This issue was a collaboration with my wife, Jia Wu. Jia is an associate scientist at the Yale Child Study Center, where she spends a good portion of her time analyzing brainwave data from various EEG experiments. Although this article focuses on very basic concepts, her background in statistical programming was very helpful whenever I got stuck on something. That said, if you find any mistakes in this article, you can blame me, not her.

One human quirk that fascinates me is the huge disparity between our moment-to-moment experiences and our perception of past events. This is something that I’ve read about a lot in pop-psych books, and also is one of the main reasons that I practice insight meditation. However, it wasn’t until I read Daniel Kahneman’s book “Thinking, Fast and Slow” that I realized just how strongly separated our experiencing self is from our remembering self.

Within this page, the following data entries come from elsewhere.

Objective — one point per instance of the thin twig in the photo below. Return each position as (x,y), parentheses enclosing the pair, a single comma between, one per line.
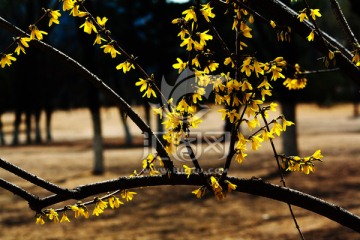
(281,174)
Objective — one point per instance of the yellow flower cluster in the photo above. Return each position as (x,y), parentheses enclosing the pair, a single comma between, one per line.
(81,210)
(304,165)
(149,164)
(297,82)
(178,122)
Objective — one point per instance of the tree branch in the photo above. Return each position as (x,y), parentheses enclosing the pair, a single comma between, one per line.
(250,186)
(31,177)
(99,84)
(286,15)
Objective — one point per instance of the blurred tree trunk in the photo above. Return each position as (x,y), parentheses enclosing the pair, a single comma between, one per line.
(289,137)
(288,101)
(92,97)
(97,139)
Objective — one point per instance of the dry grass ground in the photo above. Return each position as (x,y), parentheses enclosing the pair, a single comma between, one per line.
(173,212)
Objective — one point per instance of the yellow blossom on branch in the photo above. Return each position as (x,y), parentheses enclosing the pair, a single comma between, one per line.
(311,36)
(64,218)
(53,215)
(180,65)
(40,219)
(256,142)
(6,60)
(231,186)
(200,192)
(315,13)
(22,43)
(98,39)
(125,66)
(303,16)
(109,48)
(75,12)
(36,33)
(190,14)
(80,210)
(206,11)
(273,24)
(187,170)
(54,16)
(100,205)
(245,30)
(88,26)
(101,21)
(114,202)
(68,4)
(126,194)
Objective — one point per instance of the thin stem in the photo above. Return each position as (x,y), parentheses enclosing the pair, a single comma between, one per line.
(281,174)
(31,177)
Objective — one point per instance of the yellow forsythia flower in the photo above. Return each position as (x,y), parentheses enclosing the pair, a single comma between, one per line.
(88,26)
(127,195)
(40,219)
(315,13)
(109,48)
(311,36)
(114,202)
(54,17)
(36,33)
(6,60)
(64,218)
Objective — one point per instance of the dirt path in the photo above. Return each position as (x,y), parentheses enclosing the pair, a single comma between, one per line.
(172,212)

In both Kahneman’s book and his talk at TED 2010, he uses a striking example comparing two colonoscopy patients who recorded their pain levels periodically throughout their procedure. Although modern sedation techniques have made this a much less painful procedure, no anethesia was used during this study, which pretty much guaranteed that both patients would be in for an unpleasant experience.

From the data Kahneman shows, the first patient had a much shorter procedure and reported much less overall pain than the second patient. However, when asked later about how painful their colonoscopy were, the first patient remembered it to be much more unpleasant than the second patient did. How can that be?

As it turns out, how an event ends has a lot to do with how we will perceive the overall experience when we recall it down the line. In the colonoscopy study, the first patient reported a high pain spike immediately before the end of their procedure, where the second patient had pain that was gradually reduced before the procedure ended. This is the explanation Kahneman offers as to why the first patient remembered their colonoscopy to be far worse of an experience than the second patient remembered it to be.

This disparity between experience and memory isn’t just a one-off observation – it’s a robust finding, and it is has been repeated in many different contexts. The lesson to be learned here is that we cannot trust our remembering mind to give a faithful account of the things we experience day-to-day. The unfortunate cost that comes along with this reality is that we’re not as good about making judgements about our own well being as we could be if we did not have this cognitive limitation.

I thought about this idea for a long time, particularly as it related to my day-to-day happiness. Like most software developers (and probably all writers), my work has a lot of highs and lows to it – so my gut feeling was that my days could be neatly divided into good days and bad days. But because Kahneman had taught me that my intuitions couldn’t be trusted, I eventually set out to turn this psychological problem into an engineering problem by recording and analyzing my own mood ratings over time.

Designing an informal experiment

I wanted my mood study to be rigorous enough to be meaningful on a personal level, but I had no intentions of conducting a tightly controlled scientific study. What I really wanted was to build a simple breadcrumb trail of mood ratings so that I didn’t need to rely on memory alone to gauge my overall sense of well-being over time.

After thinking through various data collection strategies, I eventually settled on SMS messages as my delivery mechanism. The main reason for going this route was that I needed a polling device that could follow me everywhere, but one that wouldn’t badly disrupt whatever I was currently doing. Because I use a terrible phone that pretty much can only be used for phone calls and texting, this approach made it possible for me to regularly update my mood rating without getting sucked into all the things that would distract me on a computer.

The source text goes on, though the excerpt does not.